8 thoughts on “Guide to Peer Review Assignment”

  1. My high school experience with peer editing was just like most. Mostly proofreading and validation to make sure there were no typos. We never looked to see the main point that the author was making, and we did not highlight them and make sure they knew why those were main points. I remember all of us just saying things like “good job, just make these few adjustments” or “add this here and there and you’ll be good.” It was not like the guide given to us, it was less in depth.

  2. My high school experience consisted of checking for typos or misplaced punctuation. We were never looking for misunderstandings when trying to figure out the main point of the essay. I think the most common phrase throughout peer reviewing essays was I loved this sentence or nice vocab. My high school experience was obviously lacking in the peer reviewing.

  3. My high school experiences with proofreading are similar to the others posted – just checking over papers to make sure they were free from grammatical errors and typos, maybe rearranging some sentences so they fit better within the essays, but never going further than that. I feel like this was due to a lack of instruction from the teachers but also because of students not feeling confident enough in their abilities to be able to criticize someone else’s writing. One thing I did learn that’s helpful with the flow of a paper is to not only have someone else read it but to also read it out loud. This allows you to really hear the words and how they work together.

  4. Proofreading for me in High School was a very simple task. We typically chose our partners so we would go with our friends and help them with grammar and sentence structure. Even though it was our friend’s papers we still did not feel confident to really criticize someone else’s paper so we spun everything positively. My sister however is an English major and was attending college while I was in high school so she would help me and she would peer edit and proof read my papers a lot. Something she always reccommended was to read out loud what you were writing.

  5. Proofreading in high school consisted of checking for typos and correct sentence structure. We usually chose our own partners, but even so I never felt fully comfortable criticizing someone else’s paper. It was also difficult to know what to look for other than the typos. Judging the themes and meanings was a challenge because most of the time it was that person’s opinion. There was a lack of instruction as to how we should have approached another person’s paper. The revision was not very in depth, it was mostly surface things.

  6. I didn’t have many projects that required peer review in high school. The ones that did need peer review were in my creative writing class. We used peer review frequently in that class. We would check for spelling errors, incorrect formatting and make suggestions that would help the writing flow more smoothly.

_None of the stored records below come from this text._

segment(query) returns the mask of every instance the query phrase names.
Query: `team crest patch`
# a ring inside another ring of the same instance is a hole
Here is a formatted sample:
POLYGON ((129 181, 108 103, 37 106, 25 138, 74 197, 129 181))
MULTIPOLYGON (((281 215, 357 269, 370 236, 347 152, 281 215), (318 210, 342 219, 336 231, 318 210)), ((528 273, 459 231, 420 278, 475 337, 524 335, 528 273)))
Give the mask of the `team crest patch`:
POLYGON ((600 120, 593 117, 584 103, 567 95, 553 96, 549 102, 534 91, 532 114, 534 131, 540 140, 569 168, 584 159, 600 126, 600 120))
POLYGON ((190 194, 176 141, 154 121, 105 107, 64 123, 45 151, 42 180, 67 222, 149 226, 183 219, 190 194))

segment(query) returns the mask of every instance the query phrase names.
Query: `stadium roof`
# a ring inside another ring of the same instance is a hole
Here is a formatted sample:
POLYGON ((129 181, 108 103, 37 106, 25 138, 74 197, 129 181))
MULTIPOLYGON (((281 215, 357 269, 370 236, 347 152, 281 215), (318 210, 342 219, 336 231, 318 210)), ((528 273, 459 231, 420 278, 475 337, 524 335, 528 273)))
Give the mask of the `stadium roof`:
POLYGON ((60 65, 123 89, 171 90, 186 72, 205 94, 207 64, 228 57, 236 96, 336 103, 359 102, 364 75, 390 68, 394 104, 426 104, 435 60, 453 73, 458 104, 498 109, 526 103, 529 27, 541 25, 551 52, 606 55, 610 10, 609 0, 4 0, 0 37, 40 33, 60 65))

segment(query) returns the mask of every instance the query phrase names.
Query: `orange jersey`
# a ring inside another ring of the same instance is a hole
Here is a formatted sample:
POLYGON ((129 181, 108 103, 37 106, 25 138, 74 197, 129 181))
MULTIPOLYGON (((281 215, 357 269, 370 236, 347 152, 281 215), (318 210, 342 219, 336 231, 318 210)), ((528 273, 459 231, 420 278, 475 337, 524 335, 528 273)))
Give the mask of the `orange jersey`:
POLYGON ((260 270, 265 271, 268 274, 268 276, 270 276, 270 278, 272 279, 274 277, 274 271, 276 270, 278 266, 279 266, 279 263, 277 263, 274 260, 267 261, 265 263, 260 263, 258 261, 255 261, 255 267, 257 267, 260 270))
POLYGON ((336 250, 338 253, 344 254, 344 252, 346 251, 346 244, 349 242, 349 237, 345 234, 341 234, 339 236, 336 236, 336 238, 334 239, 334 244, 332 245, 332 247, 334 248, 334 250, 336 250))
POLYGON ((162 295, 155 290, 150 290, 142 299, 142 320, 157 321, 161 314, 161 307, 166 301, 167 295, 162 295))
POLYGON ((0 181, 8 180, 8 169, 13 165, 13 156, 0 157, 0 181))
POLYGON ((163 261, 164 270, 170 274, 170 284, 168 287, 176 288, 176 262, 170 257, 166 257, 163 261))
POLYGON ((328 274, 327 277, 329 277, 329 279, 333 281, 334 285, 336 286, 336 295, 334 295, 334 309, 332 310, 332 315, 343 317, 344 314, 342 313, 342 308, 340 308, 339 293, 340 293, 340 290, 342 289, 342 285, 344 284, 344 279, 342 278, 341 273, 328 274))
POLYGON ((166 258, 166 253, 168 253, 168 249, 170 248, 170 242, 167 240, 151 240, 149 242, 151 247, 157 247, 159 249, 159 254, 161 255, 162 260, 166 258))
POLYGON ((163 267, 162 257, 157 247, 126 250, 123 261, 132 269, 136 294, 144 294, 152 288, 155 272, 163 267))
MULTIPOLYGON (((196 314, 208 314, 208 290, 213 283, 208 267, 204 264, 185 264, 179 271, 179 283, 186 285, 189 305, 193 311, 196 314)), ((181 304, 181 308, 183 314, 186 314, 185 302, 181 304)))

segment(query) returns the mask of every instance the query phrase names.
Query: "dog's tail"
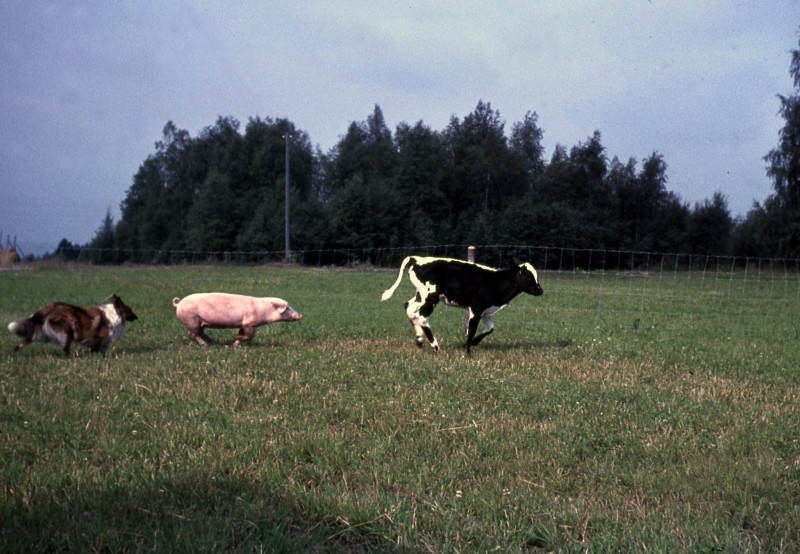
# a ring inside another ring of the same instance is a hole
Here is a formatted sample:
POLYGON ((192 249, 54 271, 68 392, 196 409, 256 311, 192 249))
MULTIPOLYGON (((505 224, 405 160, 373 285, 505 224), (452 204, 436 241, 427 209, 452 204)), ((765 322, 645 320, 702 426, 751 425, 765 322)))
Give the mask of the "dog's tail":
POLYGON ((17 319, 16 321, 12 321, 8 324, 8 330, 22 338, 32 337, 35 329, 36 324, 34 323, 32 317, 17 319))
POLYGON ((181 301, 181 299, 176 296, 175 298, 172 299, 172 305, 177 308, 178 307, 178 303, 180 301, 181 301))
POLYGON ((381 302, 384 300, 389 300, 392 297, 394 291, 396 291, 397 287, 400 286, 400 281, 403 280, 403 271, 405 271, 406 266, 413 261, 415 261, 413 256, 408 256, 405 260, 403 260, 403 263, 400 264, 400 273, 397 275, 397 281, 395 281, 394 285, 392 285, 390 288, 383 291, 383 294, 381 295, 381 302))

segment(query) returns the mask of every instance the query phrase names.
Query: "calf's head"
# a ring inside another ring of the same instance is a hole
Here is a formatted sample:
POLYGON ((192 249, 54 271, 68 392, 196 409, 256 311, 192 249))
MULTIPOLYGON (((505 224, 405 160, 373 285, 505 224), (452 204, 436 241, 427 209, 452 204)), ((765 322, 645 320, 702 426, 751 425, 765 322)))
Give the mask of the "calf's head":
POLYGON ((539 276, 536 274, 536 269, 531 264, 520 264, 509 260, 508 267, 516 270, 515 282, 519 288, 534 296, 544 294, 544 290, 539 285, 539 276))

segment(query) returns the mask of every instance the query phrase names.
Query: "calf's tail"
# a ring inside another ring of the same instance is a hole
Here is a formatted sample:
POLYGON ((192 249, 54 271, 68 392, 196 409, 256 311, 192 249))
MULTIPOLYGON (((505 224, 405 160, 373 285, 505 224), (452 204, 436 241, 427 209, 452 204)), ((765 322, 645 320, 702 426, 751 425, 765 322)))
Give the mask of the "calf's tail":
POLYGON ((409 262, 412 262, 413 260, 414 260, 413 256, 408 256, 406 257, 405 260, 403 260, 403 263, 400 264, 400 272, 397 275, 397 281, 395 281, 394 285, 392 285, 390 288, 383 291, 383 294, 381 295, 381 302, 383 302, 384 300, 389 300, 392 297, 394 291, 396 291, 397 287, 400 286, 400 281, 403 280, 403 271, 405 271, 406 266, 409 264, 409 262))
POLYGON ((178 303, 180 301, 181 301, 181 299, 176 296, 175 298, 172 299, 172 305, 177 308, 178 307, 178 303))

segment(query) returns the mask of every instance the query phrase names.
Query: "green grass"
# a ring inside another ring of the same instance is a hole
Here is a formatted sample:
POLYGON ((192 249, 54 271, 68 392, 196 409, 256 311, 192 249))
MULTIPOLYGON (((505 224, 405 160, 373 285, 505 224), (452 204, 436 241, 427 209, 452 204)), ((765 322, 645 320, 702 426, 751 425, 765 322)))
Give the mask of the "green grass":
POLYGON ((795 280, 543 272, 468 358, 394 272, 0 272, 0 321, 119 294, 108 357, 0 340, 0 550, 800 550, 795 280), (300 322, 201 348, 171 299, 300 322))

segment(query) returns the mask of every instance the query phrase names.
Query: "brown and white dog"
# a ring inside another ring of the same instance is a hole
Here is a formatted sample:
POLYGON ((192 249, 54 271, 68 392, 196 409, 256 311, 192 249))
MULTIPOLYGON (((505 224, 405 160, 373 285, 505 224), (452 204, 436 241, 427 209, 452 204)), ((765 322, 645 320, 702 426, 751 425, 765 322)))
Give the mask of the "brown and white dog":
POLYGON ((51 302, 26 319, 8 324, 8 330, 22 337, 14 352, 32 342, 54 342, 69 355, 72 342, 92 352, 108 354, 112 344, 122 338, 125 325, 139 319, 116 294, 106 304, 79 308, 64 302, 51 302))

  7. My high school experience was just like it is mentioned above in the beginning, where the comments were mostly just about grammar and formatting rather than getting me thinking about expanding certain ideas. I actually really didn’t like when I got back my paper after several peer reviewers had it and there were only surface-level mistakes mentioned rather than helping me reform my thoughts and ideas into a better way of presenting them. Whenever I asked my teacher to review my essay, he/she would point out things like my essay being too choppy and not flowing well, or told me I needed more analyzing of my quotes, or said I had too much of a quote, which I appreciated because I knew those corrections would really help my paper. However, it was always rare to find that in a peer review session.

  8. My experiences with peer review have not been positive. In high school, peers would briefly skim a paper for spelling and grammar. I completely agree that it was about proofreading and validation. I think the students in my class didn’t care to improve their writing, so they were just going through the motions. In one class, my review buddy would read my paper then base their paper off what I said and almost copy it verbatim.